Patricia Vicka    •    Selasa, 23 Oct 2018 02:47 WIB
upah
UMP Yogyakarta Belum Memenuhi Standar Hidup Layak
Ilustrasi. Medcom.id/M Rizal

Yogyakarta: Hasil survei menyebutkan nilai kebutuhan hidup layak (KHL) di Kota Yogyakarta yaitu Rp2.911.516. Lantaran itu kenaikan upah minimum pada 2019 sebesar 8,03 persen dianggap jauh dari standar KHL.

Pada 2018, upah minimum kota (UMK) Yogyakarta sebesar Rp1.709.150. Bila merujuk pada kenaikan upah minimum yang ditetapkan pemerintah itu, maka UMK Yogyakarta tahun depan sebesar Rp1.846.394.

Adapun survei dilakukan oleh Front Perjuangan Pemuda Indonesia(FPPI) dan Aliansi Buruh Yogyakarta (ABY) Survei dilakukan pada 2018 KHL itu meliputi item di antaranya biaya tempat tinggal, biaya transportasi, biaya makan dan minum, dan biaya komunikasi.

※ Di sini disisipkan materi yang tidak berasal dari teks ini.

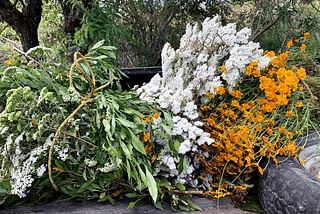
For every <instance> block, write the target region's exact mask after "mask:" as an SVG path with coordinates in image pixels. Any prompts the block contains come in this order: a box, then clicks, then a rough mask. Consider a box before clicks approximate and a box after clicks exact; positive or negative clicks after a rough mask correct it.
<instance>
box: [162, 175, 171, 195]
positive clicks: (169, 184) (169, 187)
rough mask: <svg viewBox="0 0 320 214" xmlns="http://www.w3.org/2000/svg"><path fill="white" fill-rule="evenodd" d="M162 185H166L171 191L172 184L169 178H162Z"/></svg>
mask: <svg viewBox="0 0 320 214" xmlns="http://www.w3.org/2000/svg"><path fill="white" fill-rule="evenodd" d="M161 185H164V186H165V187H166V188H167V189H168V190H169V192H170V191H171V186H170V184H169V181H168V179H167V178H164V177H162V178H161Z"/></svg>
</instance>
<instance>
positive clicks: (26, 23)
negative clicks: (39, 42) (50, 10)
mask: <svg viewBox="0 0 320 214" xmlns="http://www.w3.org/2000/svg"><path fill="white" fill-rule="evenodd" d="M41 13H42V0H25V1H23V0H19V1H18V0H15V1H14V2H11V1H9V0H1V1H0V18H1V19H2V20H3V21H5V22H7V23H8V24H9V25H10V26H11V27H12V28H13V29H14V30H15V31H16V32H17V34H18V35H19V37H20V40H21V45H22V48H23V51H25V52H26V51H28V50H29V49H30V48H32V47H35V46H38V45H39V40H38V31H37V30H38V26H39V23H40V21H41Z"/></svg>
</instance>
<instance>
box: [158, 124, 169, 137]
mask: <svg viewBox="0 0 320 214" xmlns="http://www.w3.org/2000/svg"><path fill="white" fill-rule="evenodd" d="M160 125H161V126H162V128H163V129H164V130H165V131H166V132H167V133H168V134H169V135H172V128H171V127H169V126H167V125H165V124H164V123H160Z"/></svg>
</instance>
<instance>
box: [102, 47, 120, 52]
mask: <svg viewBox="0 0 320 214" xmlns="http://www.w3.org/2000/svg"><path fill="white" fill-rule="evenodd" d="M100 48H101V49H104V50H107V51H115V50H117V48H116V47H114V46H102V47H100Z"/></svg>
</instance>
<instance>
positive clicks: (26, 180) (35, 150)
mask: <svg viewBox="0 0 320 214" xmlns="http://www.w3.org/2000/svg"><path fill="white" fill-rule="evenodd" d="M23 135H24V132H23V133H21V134H20V135H19V136H18V137H17V138H16V140H15V141H14V146H15V147H16V149H15V153H14V154H12V155H11V156H10V161H11V162H12V167H11V168H10V175H11V179H12V180H11V181H10V184H11V194H16V195H18V196H19V197H20V198H22V197H25V196H26V194H27V193H28V190H27V189H28V188H29V187H30V186H31V185H32V182H33V181H34V178H33V177H32V174H33V173H36V174H37V176H38V177H41V176H42V175H43V173H44V172H45V171H46V167H45V165H44V164H42V165H41V166H40V167H39V168H37V169H36V167H35V165H36V162H37V161H38V159H39V157H40V156H41V155H42V154H43V153H45V152H46V151H47V150H48V148H49V147H50V144H51V138H52V137H53V134H51V135H50V136H49V137H48V138H47V140H46V142H45V144H43V145H42V146H39V147H36V148H34V149H33V150H32V151H31V152H30V156H29V157H28V158H27V159H25V157H26V155H24V154H21V151H20V149H19V142H20V141H21V140H23ZM1 179H2V178H0V180H1Z"/></svg>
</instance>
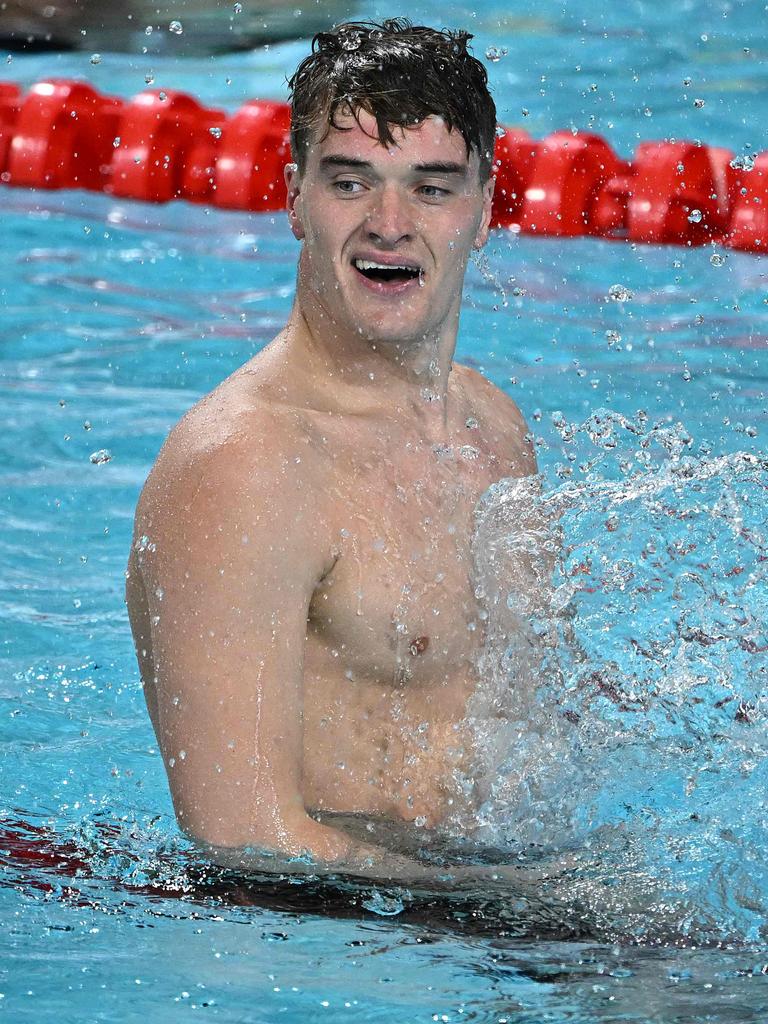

Menurut puluhan buruh yang berunjuk rasa di depan Kantor Dinas Ketenagakerjaan dan Transmigrasi (Disnakertrans) DIY, besaran UMK itu masih jauh dari standar KHL. Jadi, mereka menilai upah tersebut murah.

"Itu yang menjadi faktor utama terjadinya ketimpangan dan kemiskinan di DIY," ujar Irsyad Ade Irawan, koordinator aksi, Senin, 22 Oktober 2018.

Irsyad dan teman-teman buruh lain pun menuntut pemerintah maupun perusahaan menyediakan fasilitas lain seperti perumahan murah, asuransi kesehatan, asuransi keselamatan kerja, dan jaminan hari tua.

"Bisa juga memberikan bantuan permodalan bagi koperasi guru dan UMKM yang dikelola oleh keluarga buruh," tegasnya.

Berikut besaran KHL sesuai survei FPPI&ABY:
- Kota Yogyakarta, Rp2.911.516
- Kabupaten Sleman, Rp2.859.085
- Kabupaten Bantul, Rp2.478.829
- Kabupaten Kulon Progo, Rp2.584.273
- Kabupaten Gunungkidul, Rp2.440.517.